Choosing good data structures and algorithms can have a significant impact on the performance of a program. Some data structures store information faster (but retrieve the information slower) than other data structures. And, for the same operation, one algorithm can perform faster on average (but slower in important edge cases) than another algorithm.

And so, learning about the performance benefits and tradeoffs of using different data structures and algorithms can help us write programs that solve problems more effectively.

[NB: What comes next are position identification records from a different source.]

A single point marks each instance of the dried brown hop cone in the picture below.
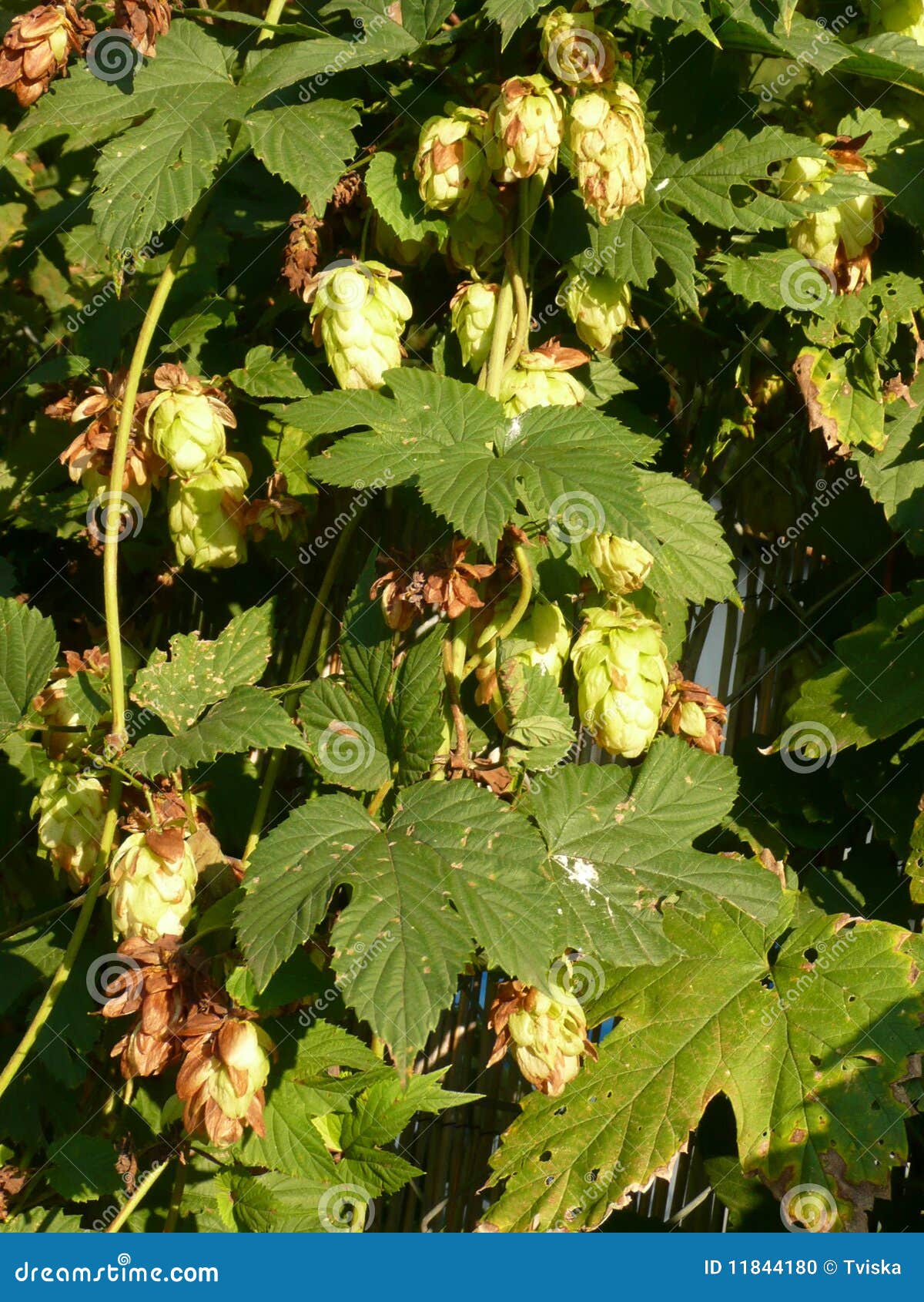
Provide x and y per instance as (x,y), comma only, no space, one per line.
(145,21)
(158,985)
(37,49)
(300,260)
(222,1079)
(694,713)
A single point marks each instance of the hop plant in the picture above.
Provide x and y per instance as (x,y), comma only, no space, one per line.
(905,17)
(37,47)
(222,1079)
(186,422)
(450,162)
(575,49)
(524,128)
(609,156)
(622,564)
(409,253)
(360,315)
(154,878)
(620,662)
(473,314)
(599,306)
(206,518)
(72,809)
(541,639)
(541,379)
(842,237)
(547,1037)
(475,237)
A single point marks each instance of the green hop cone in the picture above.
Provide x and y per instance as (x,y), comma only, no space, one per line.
(205,515)
(599,306)
(360,315)
(72,810)
(624,565)
(547,1037)
(841,237)
(541,379)
(475,240)
(154,881)
(473,313)
(620,662)
(450,162)
(186,431)
(903,17)
(575,49)
(524,128)
(609,156)
(541,639)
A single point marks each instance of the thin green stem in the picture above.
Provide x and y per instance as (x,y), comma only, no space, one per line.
(79,931)
(499,340)
(516,615)
(271,18)
(139,1194)
(300,666)
(176,1198)
(113,632)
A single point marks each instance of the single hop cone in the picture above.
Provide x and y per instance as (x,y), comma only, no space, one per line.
(72,810)
(154,881)
(222,1079)
(842,237)
(622,564)
(475,237)
(58,713)
(599,306)
(450,163)
(526,128)
(37,49)
(155,986)
(541,639)
(575,50)
(145,21)
(473,314)
(609,156)
(300,260)
(694,713)
(186,422)
(541,379)
(620,662)
(207,515)
(547,1037)
(903,17)
(360,315)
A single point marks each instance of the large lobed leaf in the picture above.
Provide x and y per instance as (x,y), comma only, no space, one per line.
(811,1045)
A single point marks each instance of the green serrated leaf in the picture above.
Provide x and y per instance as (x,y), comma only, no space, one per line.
(201,673)
(307,145)
(247,719)
(810,1045)
(28,655)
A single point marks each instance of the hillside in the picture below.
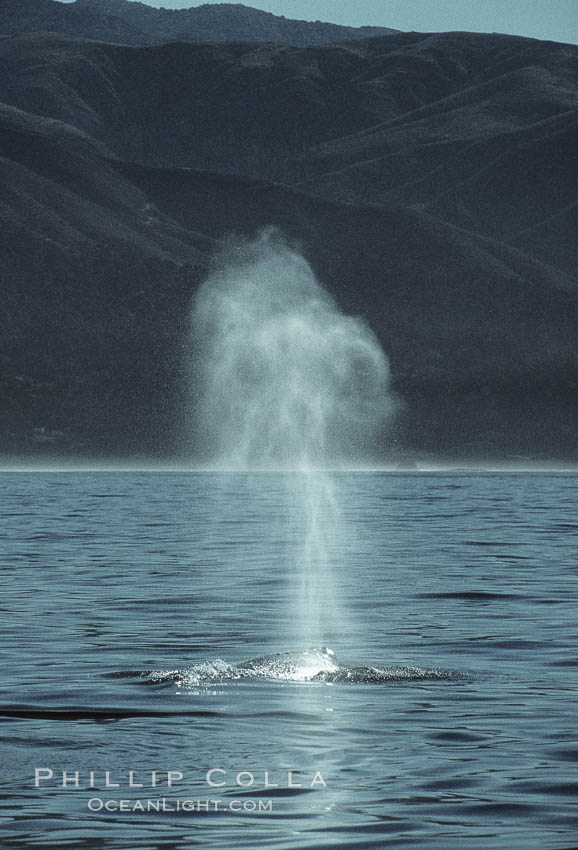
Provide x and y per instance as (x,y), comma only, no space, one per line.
(438,203)
(129,22)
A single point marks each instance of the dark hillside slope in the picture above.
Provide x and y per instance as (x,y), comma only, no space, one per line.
(478,130)
(120,168)
(136,23)
(101,258)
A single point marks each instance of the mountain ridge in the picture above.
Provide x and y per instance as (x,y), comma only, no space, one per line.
(130,22)
(123,167)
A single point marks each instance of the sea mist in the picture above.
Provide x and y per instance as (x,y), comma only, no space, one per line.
(285,382)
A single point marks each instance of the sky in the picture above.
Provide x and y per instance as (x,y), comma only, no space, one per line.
(555,20)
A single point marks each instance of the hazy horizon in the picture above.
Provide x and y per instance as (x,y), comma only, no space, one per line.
(532,19)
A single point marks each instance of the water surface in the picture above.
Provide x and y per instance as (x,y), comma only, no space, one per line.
(133,607)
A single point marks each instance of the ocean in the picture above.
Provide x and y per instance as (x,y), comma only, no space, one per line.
(156,690)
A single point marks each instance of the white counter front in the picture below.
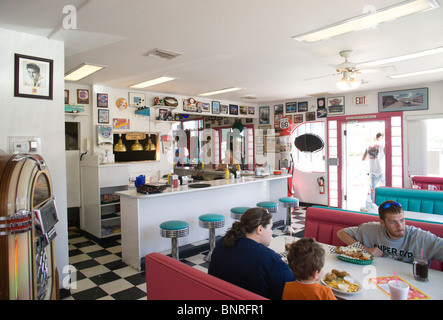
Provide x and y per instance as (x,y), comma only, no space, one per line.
(142,214)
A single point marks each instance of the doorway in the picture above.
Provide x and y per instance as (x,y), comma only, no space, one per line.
(359,135)
(340,177)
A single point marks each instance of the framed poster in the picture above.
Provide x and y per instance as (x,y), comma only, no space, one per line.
(336,105)
(233,109)
(302,106)
(102,100)
(403,100)
(137,99)
(82,96)
(215,107)
(103,115)
(263,115)
(33,77)
(291,107)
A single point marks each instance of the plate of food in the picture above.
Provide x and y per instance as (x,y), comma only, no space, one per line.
(341,282)
(355,253)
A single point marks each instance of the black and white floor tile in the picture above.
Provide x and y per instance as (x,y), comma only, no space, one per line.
(101,275)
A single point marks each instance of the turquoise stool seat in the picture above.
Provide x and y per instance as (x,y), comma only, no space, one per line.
(237,212)
(211,221)
(289,203)
(174,229)
(270,205)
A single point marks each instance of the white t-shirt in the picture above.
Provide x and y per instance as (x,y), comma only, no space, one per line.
(376,157)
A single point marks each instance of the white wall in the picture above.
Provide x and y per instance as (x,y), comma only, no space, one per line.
(38,117)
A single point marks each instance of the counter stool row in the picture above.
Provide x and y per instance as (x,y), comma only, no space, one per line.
(175,229)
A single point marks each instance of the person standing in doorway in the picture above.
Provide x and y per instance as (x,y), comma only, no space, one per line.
(375,155)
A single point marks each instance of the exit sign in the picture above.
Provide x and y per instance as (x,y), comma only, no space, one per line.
(361,101)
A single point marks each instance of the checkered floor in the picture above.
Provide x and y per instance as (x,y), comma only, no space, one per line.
(101,275)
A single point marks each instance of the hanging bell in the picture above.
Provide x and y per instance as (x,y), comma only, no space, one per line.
(120,147)
(137,146)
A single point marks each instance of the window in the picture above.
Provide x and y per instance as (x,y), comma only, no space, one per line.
(425,147)
(307,161)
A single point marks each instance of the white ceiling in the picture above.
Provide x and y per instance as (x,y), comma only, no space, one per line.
(243,43)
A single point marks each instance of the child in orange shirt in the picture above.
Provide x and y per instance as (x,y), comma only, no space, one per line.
(306,258)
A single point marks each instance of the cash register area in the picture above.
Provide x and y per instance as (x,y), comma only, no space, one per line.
(100,273)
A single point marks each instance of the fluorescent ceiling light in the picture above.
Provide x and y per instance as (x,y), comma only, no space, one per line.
(368,20)
(153,82)
(82,71)
(403,57)
(231,89)
(413,74)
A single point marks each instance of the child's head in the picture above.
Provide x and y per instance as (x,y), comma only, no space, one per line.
(305,257)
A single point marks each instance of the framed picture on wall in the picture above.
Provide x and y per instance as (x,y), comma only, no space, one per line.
(263,115)
(403,100)
(103,115)
(233,109)
(33,77)
(137,99)
(302,106)
(102,100)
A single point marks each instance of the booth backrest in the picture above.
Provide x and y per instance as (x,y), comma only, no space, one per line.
(423,182)
(322,223)
(425,201)
(169,279)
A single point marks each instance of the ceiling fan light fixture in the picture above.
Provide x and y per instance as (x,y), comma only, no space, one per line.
(231,89)
(153,82)
(368,20)
(82,71)
(417,73)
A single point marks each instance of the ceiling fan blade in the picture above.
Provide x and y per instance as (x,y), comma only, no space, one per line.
(378,69)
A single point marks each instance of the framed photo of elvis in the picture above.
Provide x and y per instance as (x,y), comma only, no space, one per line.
(33,77)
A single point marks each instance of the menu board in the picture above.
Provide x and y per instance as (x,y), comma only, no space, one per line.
(382,284)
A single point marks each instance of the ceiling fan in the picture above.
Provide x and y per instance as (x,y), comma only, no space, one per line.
(347,69)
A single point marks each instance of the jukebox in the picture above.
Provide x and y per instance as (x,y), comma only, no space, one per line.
(27,217)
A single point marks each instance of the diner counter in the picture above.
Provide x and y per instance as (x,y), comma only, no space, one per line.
(141,214)
(380,267)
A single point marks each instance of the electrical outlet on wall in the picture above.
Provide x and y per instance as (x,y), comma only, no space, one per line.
(24,145)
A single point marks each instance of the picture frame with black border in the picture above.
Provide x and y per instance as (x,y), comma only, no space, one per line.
(137,99)
(215,107)
(224,109)
(33,77)
(291,107)
(263,115)
(102,100)
(233,109)
(82,96)
(403,100)
(336,105)
(302,106)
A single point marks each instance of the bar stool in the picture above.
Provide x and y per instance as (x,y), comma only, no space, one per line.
(237,212)
(289,203)
(174,229)
(270,205)
(211,221)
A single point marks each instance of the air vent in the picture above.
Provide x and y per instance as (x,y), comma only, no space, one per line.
(162,54)
(249,97)
(320,94)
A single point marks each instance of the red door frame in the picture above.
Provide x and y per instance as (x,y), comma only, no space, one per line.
(384,116)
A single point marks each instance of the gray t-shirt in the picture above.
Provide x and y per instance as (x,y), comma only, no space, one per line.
(373,234)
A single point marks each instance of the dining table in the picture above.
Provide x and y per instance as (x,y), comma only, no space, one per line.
(372,278)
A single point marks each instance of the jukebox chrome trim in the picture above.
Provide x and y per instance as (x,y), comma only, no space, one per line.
(18,222)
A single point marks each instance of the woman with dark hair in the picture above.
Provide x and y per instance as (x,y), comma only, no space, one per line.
(242,256)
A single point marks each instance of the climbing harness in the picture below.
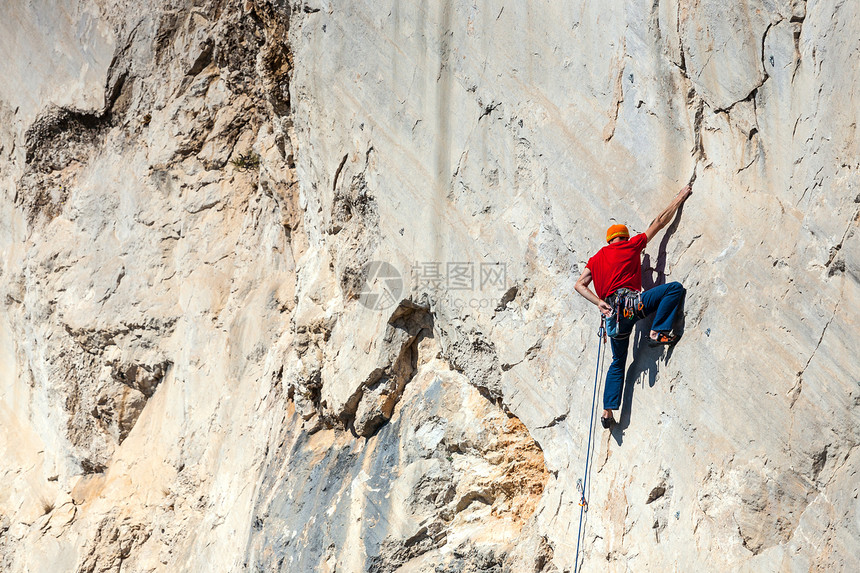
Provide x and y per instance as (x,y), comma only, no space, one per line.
(627,308)
(581,484)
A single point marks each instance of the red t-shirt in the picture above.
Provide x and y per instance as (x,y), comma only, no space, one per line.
(618,266)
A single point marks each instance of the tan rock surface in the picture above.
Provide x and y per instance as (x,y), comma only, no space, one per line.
(225,346)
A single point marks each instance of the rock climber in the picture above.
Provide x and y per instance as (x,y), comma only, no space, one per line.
(616,270)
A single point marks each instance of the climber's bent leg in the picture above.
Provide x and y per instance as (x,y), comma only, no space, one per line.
(663,299)
(615,374)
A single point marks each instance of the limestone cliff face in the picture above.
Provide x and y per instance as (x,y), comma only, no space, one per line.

Starting with this post, I’ll be writing a series called Data Structures and Algorithms in the Wild. Throughout the series, we’ll review a few different data structures and algorithms to see how they work and what kinds of problems they solve.

We’ll start with a data structure called the quadtree and explore its applications in spatial indexing and image compression.

Why we use quadtrees

Quadtrees are tree structures used to efficiently store data in two-dimensional space.

Say we have an app that shows a user the locations of grocery stores close to them. A store signs up by submitting its location. And when a user opens the app, they see all the stores within a certain distance from their current location. Given the locations of all the stores, can we write a program that returns all the points within a boundary?

Click anywhere to find points within a boundary

One quick solution could be to keep all the store locations in a list of (x, y) points. To find the points within a boundary, we loop over the list and return all the points that fall within the boundary.

function insert(points, point) {
  points.push(point);
}

function search(points, boundary) {
  return points.filter((point) => contains(boundary, point));
}

// Returns true if point falls within boundary
function contains(boundary, point) {
  return (
    point.x >= boundary.x1 &&
    point.x <= boundary.x2 &&
    point.y >= boundary.y1 &&
    point.y <= boundary.y2
  );
}

const points = [];
insert(points, { x: 1, y: 5 });
insert(points, { x: 2, y: 1 });
insert(points, { x: 3, y: 6 });
search(points, { x1: 0, y1: 2, x2: 4, y2: 8 });
// [{ x: 1, y: 5 }, { x: 3, y: 6 }]

This search function has a runtime complexity of O(n). Because we loop through all the points, the time it takes to find points within a boundary increases linearly with the total number of points.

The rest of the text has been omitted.